İsmail Hâmi Danişmend, batı kaynakları üzerinde yaptığı araştırmalardan sonra şu tespitlerde bulunuyor:

“Eski Türk hâyrat ve hasenâtı yalnız insanlara değil, hayvanlarla bitkilere bile şâmildir. Meselâ, kuşçulardan kafes içinde kuşlar satın alınıp derhal âzâd edilir; hiçbir hayvan ta’zîb edilemeyeceği için, öldürülmesi lazım olan zararlı hayvanlar bile işkencesiz itlâf edilirler. Kirliliklerinden dolayı evlere sokulmayan sokak köpekleri mahallelere göre teşkilâta tabi tutulup kedilerle beraber iaşeleri temin olunur, et ve ciğer dağıtılır, geceleri barınacakları yerler yapılır, bunları yapacak adamlar istihdam edilir. Ayrıca kasaplar da kedi ve köpek hisseleri ayırır. Çeşitli şehirlerde ve mesela Şam’da Türk eserleri olan hayvan hastaneleri kurulmuştur.

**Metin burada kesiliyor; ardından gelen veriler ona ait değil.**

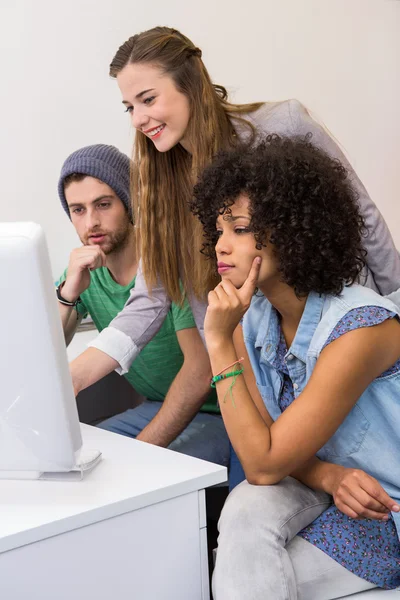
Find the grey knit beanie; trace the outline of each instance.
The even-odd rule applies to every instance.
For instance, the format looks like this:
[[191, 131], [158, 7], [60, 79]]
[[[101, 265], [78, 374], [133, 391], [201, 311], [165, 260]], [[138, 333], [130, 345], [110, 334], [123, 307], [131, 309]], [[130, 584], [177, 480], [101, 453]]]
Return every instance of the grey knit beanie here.
[[64, 162], [58, 181], [58, 195], [63, 209], [71, 218], [64, 193], [64, 179], [72, 173], [82, 173], [103, 181], [117, 194], [132, 216], [129, 193], [130, 160], [114, 146], [96, 144], [76, 150]]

Tarihçi İbrahim Hakkı Konyalı’nın tespiti ne kadar doğrudur: “Batıda doğduğu sanılan hayvanları koruma müesseseleri, bizim eski tesislerimizdir.”

*

Niksar Belediyesi’nin, Sayın Ahmet Duran Ünverdi’nin başkanlığı döneminde yaptırdığı bir hayvan barınağı var. Bu yer kum eleme tesislerinin hemen yanı başında. Mezbahaneye de çok yakın.

Geçtiğimiz günlerde Emekli Öğretmen Faruk Sükan’la oraya gittik.

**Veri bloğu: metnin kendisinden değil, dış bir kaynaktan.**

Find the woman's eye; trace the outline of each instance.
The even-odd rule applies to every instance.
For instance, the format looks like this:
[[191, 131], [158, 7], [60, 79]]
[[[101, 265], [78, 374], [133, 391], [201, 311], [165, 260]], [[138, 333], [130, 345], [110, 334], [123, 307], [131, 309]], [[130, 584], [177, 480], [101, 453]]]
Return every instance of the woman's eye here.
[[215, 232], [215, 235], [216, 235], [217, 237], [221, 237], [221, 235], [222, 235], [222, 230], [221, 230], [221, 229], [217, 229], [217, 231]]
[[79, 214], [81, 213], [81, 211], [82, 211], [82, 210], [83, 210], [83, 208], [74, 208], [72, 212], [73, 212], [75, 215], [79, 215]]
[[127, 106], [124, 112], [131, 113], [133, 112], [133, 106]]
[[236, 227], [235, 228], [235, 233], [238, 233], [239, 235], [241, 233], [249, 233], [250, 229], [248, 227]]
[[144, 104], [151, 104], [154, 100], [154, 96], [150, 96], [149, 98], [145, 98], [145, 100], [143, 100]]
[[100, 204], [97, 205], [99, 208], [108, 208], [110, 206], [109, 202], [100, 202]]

Gördüğümüz manzara bizi kahretti. Görüntü Nazi toplama kampları gibiydi. Etrafı tel örgüyle çevrili bir bahçe ve ortasında bir bina vardı. Küçük yavru köpekler, büyük değişik cins köpekler oraya hapsedilmiş ve adeta ölüme terkedilmişti.

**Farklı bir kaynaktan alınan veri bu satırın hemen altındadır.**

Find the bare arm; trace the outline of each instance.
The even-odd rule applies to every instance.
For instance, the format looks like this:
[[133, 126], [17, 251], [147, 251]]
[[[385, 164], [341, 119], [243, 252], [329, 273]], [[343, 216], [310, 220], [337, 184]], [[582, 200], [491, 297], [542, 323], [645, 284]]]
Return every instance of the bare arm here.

Binada ve bahçede kimse yoktu. Hayvanların aç ve çaresiz oldukları hallerinden belliydi.

İlgili arkadaşlardan öğrendiğimize göre hayvan barınağının belirli bir sorumlusu yokmuş. Temizlik hizmetlerinde çalışan işçiler boş kaldıkça oraya da bakıyorlarmış.

Halbuki, 13.07.2005 tarih ve 5393 sayılı Belediyeler Yasası’nın 14. maddesinde sayılan “belediyenin görevleri” ve 5199 Sayılı Hayvanları Koruma Kanunu’nun 6. maddesinde belirtilen hususlar bu konudaki sorumluluğu Belediye’ye yüklemektedir.

 Yasa yapılacak işi açıkça belirtmiş: Sahipsiz veya güçten düşmüş hayvanların en hızlı şekilde yerel yönetimlerce kurulan veya izin verilen hayvan bakımevlerine götürülmesi zorunludur. Bu hayvanların öncelikle söz konusu merkezlerde oluşturulacak müşahede yerlerinde tutulması sağlanır. Müşahede yerlerinde kısırlaştırılan, aşılanan ve rehabilite edilen hayvanların kaydedildikten sonra öncelikle alındıkları ortama bırakılmaları esastır.”

Koskoca Niksar Belediyesi’nin bir veteriner ve bir işçiyi bu konuda görevlendirmesi o kadar zor bir iş midir?